Carney and Freeland

Carney : la décision concernant Freeland n’est pas liée au gouvernement minoritaire

Le premier ministre du Canada, Mark Carney, a déclaré qu’il n’avait pas demandé à la députée libérale Chrystia Freeland de démissionner immédiatement de son siège et que cette décision n’était aucunement liée au statut de gouvernement minoritaire. Il s’exprimait devant les journalistes le 6 janvier à Paris, en marge de la réunion de la « Coalition des volontaires », consacrée aux conditions d’un accord de paix entre l’Ukraine et la Russie.

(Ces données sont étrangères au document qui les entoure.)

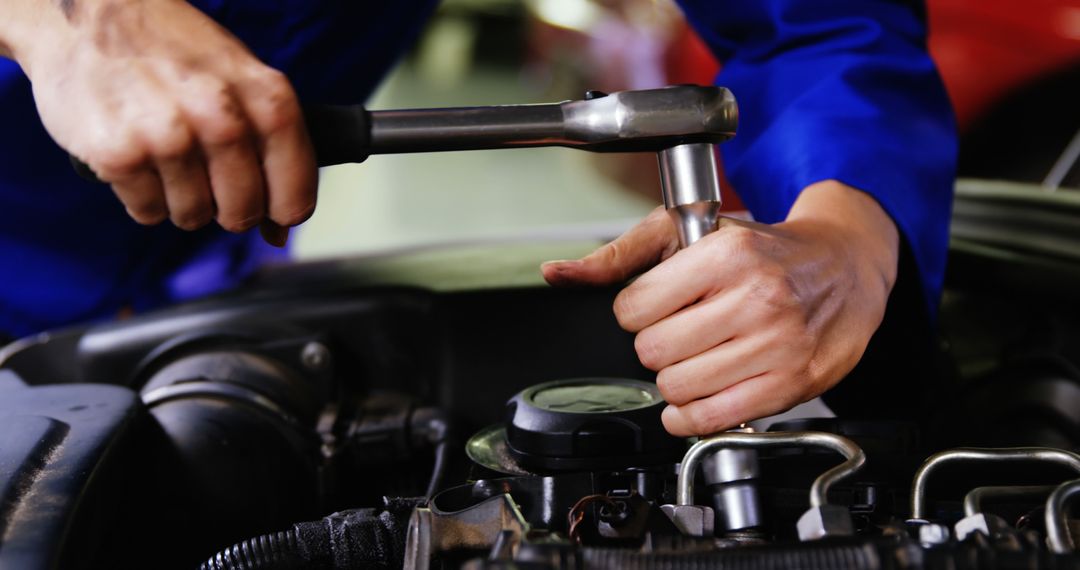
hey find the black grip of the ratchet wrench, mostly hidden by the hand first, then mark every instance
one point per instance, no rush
(340, 135)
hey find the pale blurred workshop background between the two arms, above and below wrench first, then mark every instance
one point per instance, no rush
(499, 52)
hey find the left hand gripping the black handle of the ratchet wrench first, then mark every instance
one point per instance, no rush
(170, 108)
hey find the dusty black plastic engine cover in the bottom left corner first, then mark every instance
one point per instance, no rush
(61, 450)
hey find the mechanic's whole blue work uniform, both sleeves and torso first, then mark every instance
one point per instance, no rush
(828, 90)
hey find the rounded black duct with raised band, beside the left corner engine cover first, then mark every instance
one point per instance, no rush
(238, 415)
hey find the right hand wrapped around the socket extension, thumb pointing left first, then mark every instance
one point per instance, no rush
(753, 319)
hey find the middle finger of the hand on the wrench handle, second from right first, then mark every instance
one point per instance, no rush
(226, 137)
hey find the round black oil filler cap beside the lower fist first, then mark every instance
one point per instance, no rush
(590, 424)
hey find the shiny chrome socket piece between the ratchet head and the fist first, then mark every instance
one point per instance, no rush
(691, 182)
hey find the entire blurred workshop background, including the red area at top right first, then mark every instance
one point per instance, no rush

Ces questions font suite à la nomination de Mme Freeland au poste de conseillère économique du président ukrainien Volodymyr Zelensky. L’annonce a été faite le 5 janvier, Mme Freeland confirmant qu’elle quitterait son rôle d’envoyée spéciale du Canada pour la reconstruction de l’Ukraine et qu’elle démissionnerait de la Chambre des communes « dans les prochaines semaines ».

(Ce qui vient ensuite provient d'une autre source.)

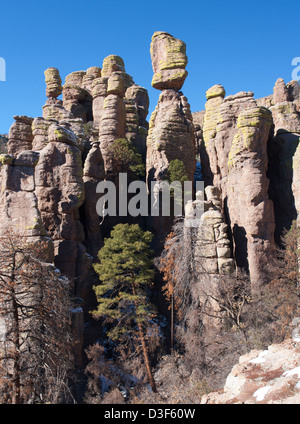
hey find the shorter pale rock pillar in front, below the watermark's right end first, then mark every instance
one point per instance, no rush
(212, 260)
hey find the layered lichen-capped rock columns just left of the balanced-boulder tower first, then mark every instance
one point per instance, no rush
(120, 108)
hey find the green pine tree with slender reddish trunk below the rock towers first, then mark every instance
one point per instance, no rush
(125, 271)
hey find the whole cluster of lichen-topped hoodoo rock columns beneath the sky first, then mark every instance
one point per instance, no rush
(250, 164)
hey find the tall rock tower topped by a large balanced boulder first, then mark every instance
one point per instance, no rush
(171, 132)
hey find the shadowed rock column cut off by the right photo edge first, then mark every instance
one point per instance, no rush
(282, 152)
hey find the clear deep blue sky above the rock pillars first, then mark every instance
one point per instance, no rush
(243, 45)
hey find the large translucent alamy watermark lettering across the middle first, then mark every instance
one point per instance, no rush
(161, 199)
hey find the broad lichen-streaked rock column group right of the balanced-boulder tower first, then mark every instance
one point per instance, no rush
(234, 158)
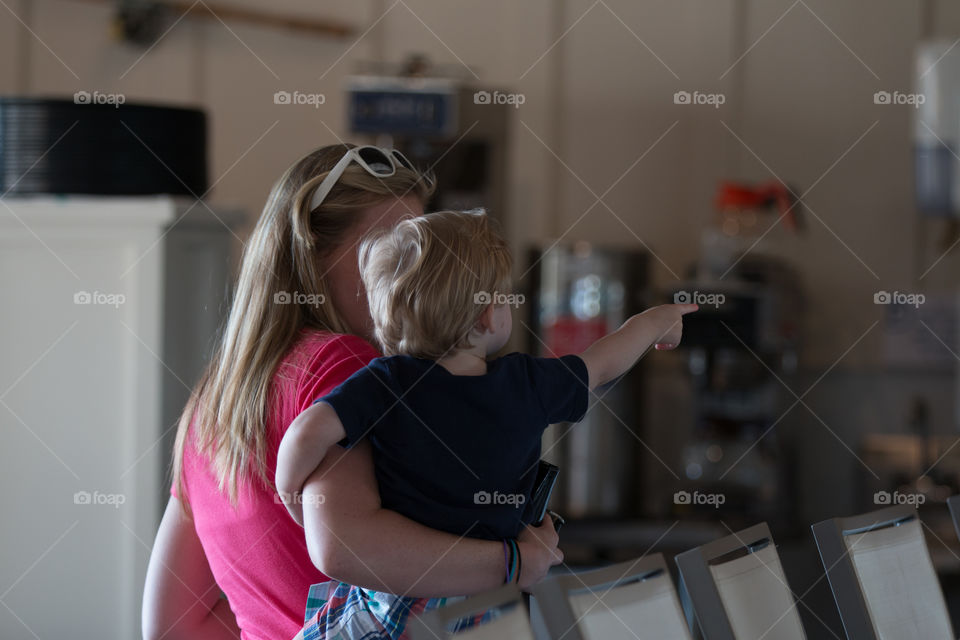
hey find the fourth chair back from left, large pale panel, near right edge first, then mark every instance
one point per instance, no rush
(881, 575)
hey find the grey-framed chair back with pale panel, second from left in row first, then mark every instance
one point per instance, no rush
(630, 600)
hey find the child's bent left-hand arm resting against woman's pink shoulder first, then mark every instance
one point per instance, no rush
(303, 447)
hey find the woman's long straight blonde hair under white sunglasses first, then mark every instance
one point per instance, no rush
(228, 409)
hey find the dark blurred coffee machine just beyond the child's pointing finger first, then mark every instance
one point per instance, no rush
(738, 348)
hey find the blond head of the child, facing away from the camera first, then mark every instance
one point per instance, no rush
(429, 278)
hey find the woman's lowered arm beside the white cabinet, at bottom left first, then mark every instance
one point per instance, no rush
(181, 600)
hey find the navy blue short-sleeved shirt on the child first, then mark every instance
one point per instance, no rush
(459, 453)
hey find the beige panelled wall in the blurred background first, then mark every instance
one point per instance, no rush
(599, 99)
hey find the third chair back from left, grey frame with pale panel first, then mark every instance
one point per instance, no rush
(737, 588)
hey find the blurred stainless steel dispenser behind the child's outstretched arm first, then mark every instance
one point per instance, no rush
(580, 293)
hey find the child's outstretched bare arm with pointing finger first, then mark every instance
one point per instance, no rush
(614, 354)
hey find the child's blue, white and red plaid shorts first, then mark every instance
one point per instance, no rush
(339, 611)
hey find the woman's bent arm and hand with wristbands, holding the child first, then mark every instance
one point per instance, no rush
(351, 538)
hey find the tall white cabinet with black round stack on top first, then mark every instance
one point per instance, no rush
(108, 306)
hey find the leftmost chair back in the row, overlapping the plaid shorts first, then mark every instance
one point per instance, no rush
(512, 621)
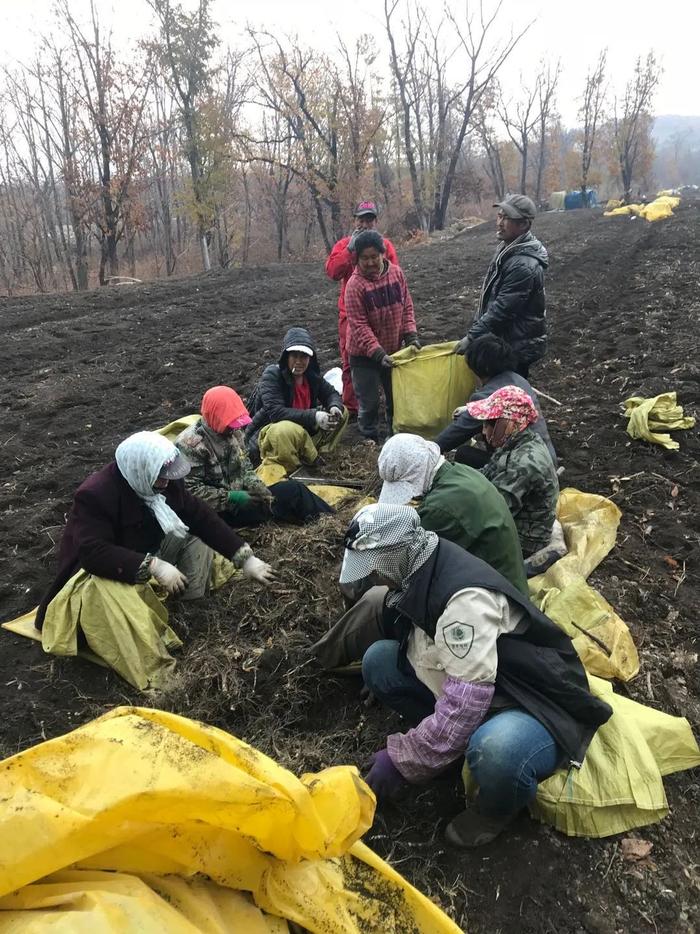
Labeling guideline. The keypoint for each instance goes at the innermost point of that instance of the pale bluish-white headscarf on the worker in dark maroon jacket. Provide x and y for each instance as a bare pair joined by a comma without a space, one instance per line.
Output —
140,458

Interrogé sur le fait de savoir si le gouvernement conservait Mme Freeland en raison de l’équilibre fragile à la Chambre, M. Carney a répondu : « Non, absolument pas ». Selon lui, Mme Freeland a estimé qu’elle serait plus utile à l’Ukraine en travaillant directement comme conseillère du président Zelensky, et que sa démission comme députée allait de soi.

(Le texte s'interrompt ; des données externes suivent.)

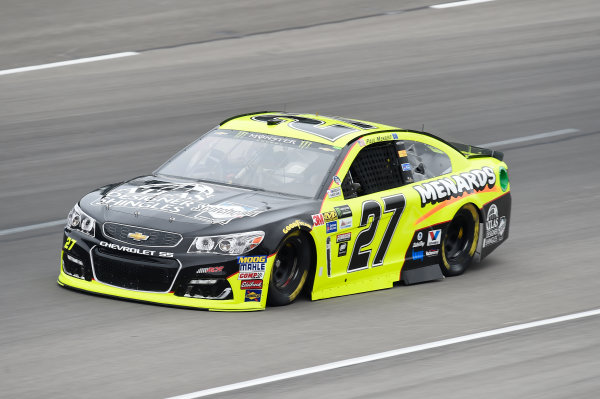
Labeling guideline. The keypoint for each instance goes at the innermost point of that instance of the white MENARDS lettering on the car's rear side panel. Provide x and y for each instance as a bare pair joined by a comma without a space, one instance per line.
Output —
445,188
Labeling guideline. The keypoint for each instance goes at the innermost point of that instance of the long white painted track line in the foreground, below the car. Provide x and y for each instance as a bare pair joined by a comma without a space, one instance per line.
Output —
385,355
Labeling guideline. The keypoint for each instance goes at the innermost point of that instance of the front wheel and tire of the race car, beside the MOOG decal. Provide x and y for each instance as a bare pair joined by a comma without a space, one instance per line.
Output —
290,270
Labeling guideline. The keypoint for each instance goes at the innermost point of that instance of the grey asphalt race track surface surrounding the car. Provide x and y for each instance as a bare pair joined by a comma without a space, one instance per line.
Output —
477,74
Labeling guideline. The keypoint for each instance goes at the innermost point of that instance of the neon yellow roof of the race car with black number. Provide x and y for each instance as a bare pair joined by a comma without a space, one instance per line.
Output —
336,131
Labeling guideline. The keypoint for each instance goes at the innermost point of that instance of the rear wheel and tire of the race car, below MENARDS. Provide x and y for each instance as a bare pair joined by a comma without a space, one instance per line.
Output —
460,241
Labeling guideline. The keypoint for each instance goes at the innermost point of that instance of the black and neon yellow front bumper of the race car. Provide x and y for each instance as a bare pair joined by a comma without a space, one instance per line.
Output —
85,275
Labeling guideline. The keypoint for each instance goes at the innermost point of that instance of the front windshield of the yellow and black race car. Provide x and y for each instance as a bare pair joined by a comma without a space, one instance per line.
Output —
254,160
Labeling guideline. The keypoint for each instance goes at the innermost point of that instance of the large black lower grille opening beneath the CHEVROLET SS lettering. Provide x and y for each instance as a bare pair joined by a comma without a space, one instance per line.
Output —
134,272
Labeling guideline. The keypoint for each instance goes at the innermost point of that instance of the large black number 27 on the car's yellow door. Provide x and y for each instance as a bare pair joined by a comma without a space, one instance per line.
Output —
371,209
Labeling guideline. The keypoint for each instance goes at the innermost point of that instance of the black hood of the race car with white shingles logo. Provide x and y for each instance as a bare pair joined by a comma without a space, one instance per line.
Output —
187,206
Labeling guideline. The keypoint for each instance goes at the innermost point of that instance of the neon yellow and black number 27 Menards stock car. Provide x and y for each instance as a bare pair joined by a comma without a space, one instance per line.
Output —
269,204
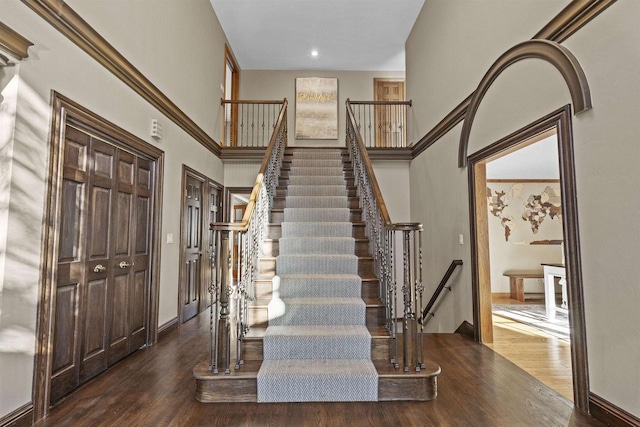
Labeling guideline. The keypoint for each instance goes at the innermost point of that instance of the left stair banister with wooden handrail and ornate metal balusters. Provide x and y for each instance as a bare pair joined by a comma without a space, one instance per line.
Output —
249,235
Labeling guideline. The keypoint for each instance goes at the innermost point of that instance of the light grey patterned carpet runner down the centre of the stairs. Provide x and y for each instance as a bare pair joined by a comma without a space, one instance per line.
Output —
317,346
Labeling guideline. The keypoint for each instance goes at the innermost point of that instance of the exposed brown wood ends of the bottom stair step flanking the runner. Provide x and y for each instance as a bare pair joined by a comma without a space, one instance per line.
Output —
241,386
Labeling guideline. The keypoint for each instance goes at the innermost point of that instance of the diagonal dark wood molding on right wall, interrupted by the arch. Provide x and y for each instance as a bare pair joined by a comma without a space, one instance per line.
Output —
573,17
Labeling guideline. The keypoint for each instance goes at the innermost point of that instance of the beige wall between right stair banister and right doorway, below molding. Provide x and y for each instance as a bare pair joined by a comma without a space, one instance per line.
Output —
439,200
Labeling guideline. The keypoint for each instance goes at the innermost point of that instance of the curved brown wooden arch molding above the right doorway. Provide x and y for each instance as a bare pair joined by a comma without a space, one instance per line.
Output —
552,52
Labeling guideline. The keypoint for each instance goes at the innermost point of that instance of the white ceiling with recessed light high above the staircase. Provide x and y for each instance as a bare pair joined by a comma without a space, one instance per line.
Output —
360,35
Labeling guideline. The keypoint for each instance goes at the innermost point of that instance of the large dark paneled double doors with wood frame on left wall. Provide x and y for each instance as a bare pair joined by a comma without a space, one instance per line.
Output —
99,290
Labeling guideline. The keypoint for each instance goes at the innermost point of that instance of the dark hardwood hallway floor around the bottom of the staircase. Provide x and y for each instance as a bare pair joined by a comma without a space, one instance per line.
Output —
155,387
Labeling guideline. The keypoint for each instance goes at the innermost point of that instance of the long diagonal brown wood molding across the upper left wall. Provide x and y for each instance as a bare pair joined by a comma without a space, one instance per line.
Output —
70,24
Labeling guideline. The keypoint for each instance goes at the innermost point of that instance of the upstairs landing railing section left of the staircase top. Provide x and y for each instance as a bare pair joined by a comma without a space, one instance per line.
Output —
250,123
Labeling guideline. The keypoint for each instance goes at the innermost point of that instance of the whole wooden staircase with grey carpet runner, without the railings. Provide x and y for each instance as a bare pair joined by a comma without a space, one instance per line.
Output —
317,328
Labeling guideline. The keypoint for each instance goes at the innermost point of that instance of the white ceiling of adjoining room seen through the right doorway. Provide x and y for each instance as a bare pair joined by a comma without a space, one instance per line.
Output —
535,161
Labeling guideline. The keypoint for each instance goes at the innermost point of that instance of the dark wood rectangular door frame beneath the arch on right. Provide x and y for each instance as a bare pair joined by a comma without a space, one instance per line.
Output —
561,121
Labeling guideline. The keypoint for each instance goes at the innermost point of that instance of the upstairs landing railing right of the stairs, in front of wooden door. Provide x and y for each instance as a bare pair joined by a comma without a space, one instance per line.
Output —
382,124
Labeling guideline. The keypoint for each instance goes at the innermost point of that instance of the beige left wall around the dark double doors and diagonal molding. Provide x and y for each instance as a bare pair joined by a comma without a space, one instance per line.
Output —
151,42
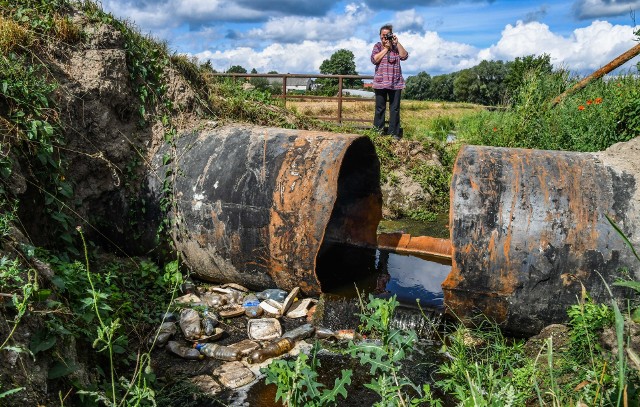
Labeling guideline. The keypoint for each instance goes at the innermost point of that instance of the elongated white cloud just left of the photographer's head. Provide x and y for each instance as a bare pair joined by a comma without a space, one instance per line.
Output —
295,29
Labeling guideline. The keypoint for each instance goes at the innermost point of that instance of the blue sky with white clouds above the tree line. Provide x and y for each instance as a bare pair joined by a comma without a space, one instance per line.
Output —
442,36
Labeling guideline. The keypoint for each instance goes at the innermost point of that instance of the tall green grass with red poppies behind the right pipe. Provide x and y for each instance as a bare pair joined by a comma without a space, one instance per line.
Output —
600,115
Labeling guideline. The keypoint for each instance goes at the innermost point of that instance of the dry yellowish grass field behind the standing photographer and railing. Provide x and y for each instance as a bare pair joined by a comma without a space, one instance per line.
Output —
418,118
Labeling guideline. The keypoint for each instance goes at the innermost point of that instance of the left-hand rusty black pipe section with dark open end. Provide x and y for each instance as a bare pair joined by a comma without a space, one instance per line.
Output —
255,205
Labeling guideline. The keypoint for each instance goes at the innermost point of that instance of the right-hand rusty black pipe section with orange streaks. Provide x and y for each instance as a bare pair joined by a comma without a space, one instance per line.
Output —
528,230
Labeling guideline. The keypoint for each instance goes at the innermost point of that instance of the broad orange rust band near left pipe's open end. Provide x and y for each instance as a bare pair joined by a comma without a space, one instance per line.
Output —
294,240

Ces dernières semaines, les libéraux tentent d’atteindre la majorité en attirant des députés conservateurs. Deux élus conservateurs ont déjà rejoint les rangs libéraux, laissant le gouvernement à un seul siège de la majorité. Le départ de Mme Freeland, ainsi que d’éventuelles nominations diplomatiques d’autres députés libéraux chevronnés, pourrait toutefois compliquer temporairement ces efforts.

Les partis d’opposition réclament une démission immédiate, affirmant qu’un député en fonction ne peut pas travailler pour un gouvernement étranger. Après la démission officielle de Mme Freeland, la date d’une élection partielle dans la circonscription de University–Rosedale, à Toronto, sera annoncée.